El Tribunal Supremo ha amparado a una compañía que decidió poner cámaras de videovigilancia en diversos lugares visibles de los almacenes para descubrir quién robaba material, una decisión que sólo se comunicó al comité de empresa. Para que la medida tuviera éxito, solicitó a los representantes de los trabajadores que no informaran a la plantilla, aunque la propia sentencia apuntaba que, a pesar de ello, en el juicio se evidenció que tenían conocimiento del hecho.

El Alto Tribunal confirmaba así el fallo del Tribunal Superior de Justicia de la Comunidad Valenciana, que determinó que la colocación de las cámaras respetaba los requisitos de idoneidad, necesidad y proporcionalidad.

Los ‘e-mails’ leídos no están protegidos

La sala de lo penal del Tribunal Supremo recordó en una sentencia de 2014 que, para no violar el secreto de las comunicaciones, es imprescindible contar con la autorización judicial para intervenir en un medio de comunicación. El fallo del Alto Tribunal, sin embargo, dio un importante matiz, ya que mantiene que el artículo 18.3 de la Constitución no protege los mensajes, sino los medios de comunicación propiamente dichos.

Por este motivo, las garantías constitucionales no limitan ni condicionan la actividad de control empresarial que consista en analizar y obtener pruebas de los e-mails una vez recibidos y abiertos por su destinatario, los datos de tráfico (fechas, líneas utilizadas, duración, etcétera) o el historial de páginas vistas en el ordenador.

El móvil como justificante

Un tribunal de Tarragona admitió en 2007 las grabaciones que hizo una directora de recursos humanos con su teléfono móvil personal y sin consentimiento de un empleado que estaba chantajeando a la empresa para cobrar una indemnización que, supuestamente, no le correspondía. Eso sí, el hecho de que el aparato fuera personal y para que se considerara un “soporte probatorio de total validez” obligó a que la tarjeta de memoria fuera depositada ante notario y a que un experto independiente plasmara las conversaciones de la cinta en un informe.

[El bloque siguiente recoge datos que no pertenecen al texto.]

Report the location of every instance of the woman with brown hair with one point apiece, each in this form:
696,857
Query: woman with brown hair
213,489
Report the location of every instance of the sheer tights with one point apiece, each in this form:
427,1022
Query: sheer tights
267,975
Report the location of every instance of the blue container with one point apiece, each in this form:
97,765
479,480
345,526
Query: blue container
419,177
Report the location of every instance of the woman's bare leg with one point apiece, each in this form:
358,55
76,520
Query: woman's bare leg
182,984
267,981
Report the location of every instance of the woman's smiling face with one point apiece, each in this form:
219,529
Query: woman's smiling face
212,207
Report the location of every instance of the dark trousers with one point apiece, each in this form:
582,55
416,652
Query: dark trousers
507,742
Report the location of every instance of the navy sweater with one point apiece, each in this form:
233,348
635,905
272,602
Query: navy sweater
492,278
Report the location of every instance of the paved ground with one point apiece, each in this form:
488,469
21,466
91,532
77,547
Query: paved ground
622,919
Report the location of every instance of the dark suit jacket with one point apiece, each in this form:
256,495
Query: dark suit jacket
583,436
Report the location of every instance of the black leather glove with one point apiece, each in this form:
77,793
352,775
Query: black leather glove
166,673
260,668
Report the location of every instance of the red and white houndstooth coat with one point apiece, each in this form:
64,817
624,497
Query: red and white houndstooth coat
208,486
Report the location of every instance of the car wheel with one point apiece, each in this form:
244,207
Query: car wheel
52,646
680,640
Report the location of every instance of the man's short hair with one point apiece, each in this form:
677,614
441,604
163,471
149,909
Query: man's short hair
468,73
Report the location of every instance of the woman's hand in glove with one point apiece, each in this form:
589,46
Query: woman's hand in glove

Pero el móvil personal también puede ser un arma defensiva de los trabajadores; el Supremo confirmó que grabar al jefe mientras entrega una carta de despido o una sanción no atenta contra su intimidad.

Cartel de ‘Zona videovigilada’

El Tribunal Constitucional estimó, en marzo de 2016, que la instalación en la entrada de un comercio de un cartel con el lema de ‘Zona videovigilada’, regulado por la Instrucción 1/2006 de la Agencia Española de Protección de Datos, cumple con la obligación de informar al trabajador de la instalación de dichos sistemas.

En este sentido, el fallo indica que la obligación de una empresa es informar de su instalación, aunque sea de forma genérica, e insiste en que no requiere el consentimiento de los trabajadores, ya que éste se entiende implícito en la propia aceptación del contrato que supone el reconocimiento del poder de dirección del empresario, siempre que haya proporcionalidad.